An article in yesterday's editions on nuclear reactor problems should have specified that any explosions following a core meltdown would be from steam and not from nuclear reactions.

The Nuclear Regulatory Commission is checking two "potentially serious" problems of plumbing and stress that could lead to meltdowns in any of the nation's operating nuclear power plants and a resulting disastrous explosion of radioactivity.

One involves pressurized-water reactors, which comprise about two-thirds of the nation's 74 nuclear plants. It is possible, according to Harold Denton, NRC's director of reactor regulation, that some have brittle walls that could crack if they received a sudden high-pressure burst of cold water when they are very hot. A jet of cold water might be injected during a malfunction or accident, crack the reactor vessel, and cause a meltdown.

The other problem involves the 23 boiling-water reactors. If there is a break or leak in one of the pipes that carry water out of the reactor after a sudden shutdown, it would be hard to stop the leak and prevent all the water from escaping the reactor, again causing a meltdown.

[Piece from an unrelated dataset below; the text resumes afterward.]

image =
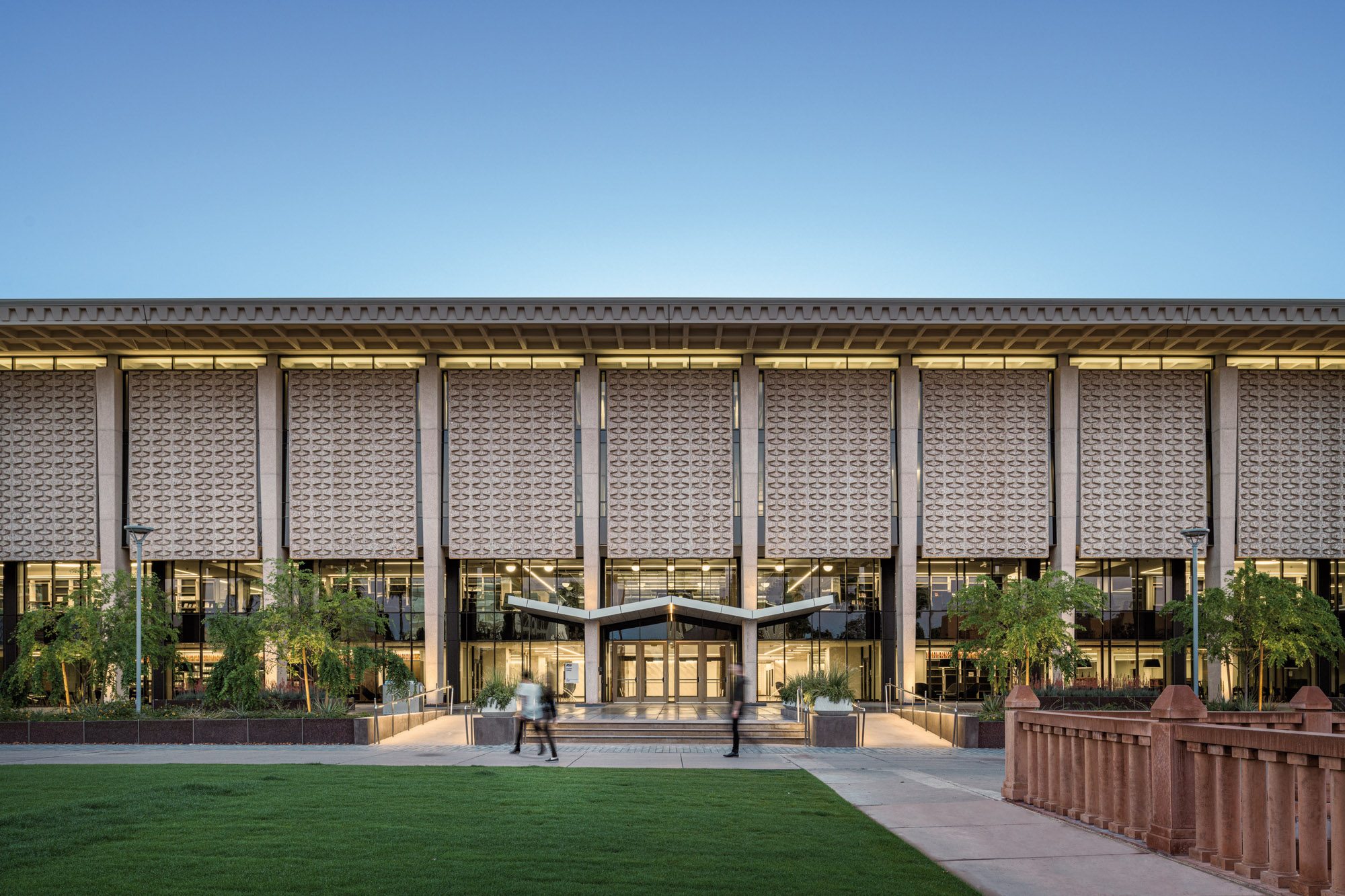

Scientists have long known that neutron radiation from the reactor core makes the vessel walls brittle over time, but recent research has found it occurring faster than expected. They have also known that cold water on hot metal causes thermal stress, and built reactors to mix incoming cold water with hot water to cushion the impact. But Denton told reactor owners last week that research had also found "quite severe thermal shocks in more or less normal operation" with relatively small accidents.

Ironically, new rules in effect since the accident at Three Mile Island two years ago could make things worse. The rules require operators to leave high-pressure water pumps running if they come on automatically because operators at TMI turned them off and the reactor core overheated as a result. But leaving them on, it turns out, increases pressure on the hot walls at the worst possible moment -- just as the cold water hits.

The boiling-water reactor problem involves several pipes ranging in diameter from 3/4-inch to 6 inches that carry about 600 gallons of water out of the reactor core to a storage tank when there is an automatic shutdown. The pipes also undergo "significant thermal shock" and apparently are used so little that they do not fall under the NRC's regulations for routine inspection, said Stuart D. Rubin, lead reactor systems engineer at the NRC.

If one or more should break, highly radioactive water would spill into the reactor building where it would threaten the plant's safety systems, including water pumps directly below, and the flow might continue until the core was uncovered, Rubin said.